Wednesday, November 16, 2011 3:45 PM PT
Court OKs Wesco Merger With Berkshire Hathaway

     (CN) - The Delaware Chancery Court ruled that holders of common stock in Wesco Financial Corp. are not entitled to appraisal rights as part of a triangular merger agreement between Wesco, Berkshire Hathaway Inc. and a Berkshire acquisition subsidiary.
     Under the terms of the merger, which would see Wesco merge with Montana Acquisitions LLC, Wesco minority shareholders could convert their shares into a cash consideration of close to $385 per share, the same value in Berkshire Class B common stock, or a combination of both.
     The lead plaintiff John Kreiger, an owner of 10 shares of Wesco stock, had asked the court to block the merger, arguing that the stockholders should be given the right to determine if the deal was fair to shareholders. He also claimed that disclosures in a proxy statement were false and misleading.
     Vice Chancellor Travis Laster, who denied the plaintiff's injunction application in May 2011, again sided with Wesco on appeal.
     "The holders of Wesco common stock were not entitled to appraisal rights because they were not 'required by the terms of an agreement of merger or consolidation' to accept consideration other than stock listed on a national securities exchange and cash in lieu of fractional shares," Laster found.
     Wesco stockholders were not entitled to either a 'market-out' exception or an 'exception to the exception.' Under General Corporation Law, Laster noted, the exception to the exception: "restores appraisal rights to a class or series of stock otherwise covered by the market-out exception if the holders are required to accept certain types of consideration."
     "Under the terms of the merger agreement, holders of the class of Wesco common stock were not 'required' to accept any type of consideration that would restore appraisal rights under the 'exception to the exception ...'" the opinion states. "The merger agreement did not contemplate proration or impose any cap on the number of shares available for individual stockholders or the class as a whole. No other eventuality has been identified that could have resulted in holders of Wesco common stock being 'required' to accept appraisal-triggering consideration ... The 'exception to the exception' therefore did not apply, and appraisal rights were not available for shares of Wesco common stock in the Wesco-Berkshire merger."
     The plaintiff argued that Wesco stockholders who opted to receive cash were entitled to appraisal rights. But the Vice-Chancellor disagreed.
     "The plaintiff's approach assumes that appraisal is available on a stockholder-by-stockholder basis. The General Corporation Law in fact makes appraisal rights available on a transactional and class-wide (or series-wide) basis. Stockholders can choose individually whether to perfect and pursue their appraisal rights, but the underlying statutory availability of appraisal rights is not a function of individual choice.
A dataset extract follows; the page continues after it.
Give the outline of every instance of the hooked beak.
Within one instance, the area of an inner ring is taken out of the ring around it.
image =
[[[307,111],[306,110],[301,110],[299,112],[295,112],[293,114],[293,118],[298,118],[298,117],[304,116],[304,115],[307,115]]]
     "To indulge the plaintiff's stockholder-by-stockholder approach would not lead to the conclusion that any Wesco stockholder was 'required' to accept cash. Wesco stockholders had a choice: they could make an election and select a form of consideration, or they could choose not to make an election and accept the default cash consideration," Laster wrote.
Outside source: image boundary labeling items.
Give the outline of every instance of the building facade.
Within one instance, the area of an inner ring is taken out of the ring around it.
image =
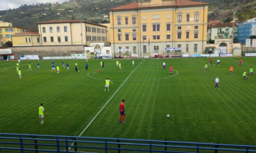
[[[110,10],[111,50],[140,57],[168,54],[201,54],[207,44],[209,4],[185,0],[151,0]]]
[[[17,33],[25,33],[26,28],[13,27],[10,22],[0,22],[0,46],[6,42],[12,41],[11,35]]]
[[[37,23],[41,44],[90,46],[107,41],[107,27],[85,20],[56,20]],[[82,43],[83,41],[83,43]]]
[[[13,47],[40,46],[40,36],[38,33],[26,32],[12,34]]]
[[[246,39],[250,39],[251,36],[256,36],[256,18],[237,25],[237,41],[245,44]]]
[[[233,23],[218,23],[208,26],[207,40],[220,39],[229,39],[233,34]],[[235,23],[234,28],[234,38],[237,38],[237,25]]]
     Laster also found that Wesco shareholders were given "the right to elect a particular form of consideration on voting for or against the merger."
     "Wesco stockholders readily could have elected any of the three forms of consideration and still voted against the merger. Stockholders who opposed the merger, but who favored Berkshire shares if the merger were approved, simply could have elected to receive Berkshire shares and then either voted against the merger or declined to vote at all," ruling states.
     Laster also threw-out the contention that shareholders were "coerced" into receiving a cash consideration, ruling that Wesco's "erroneous disclosure," which reserved the right defend against appraisal, was "immaterial" and did not "mislead or harm stockholders."
     The court added that the proxy statement was accurate and correctly stated that appraisal rights were not available to stockholders.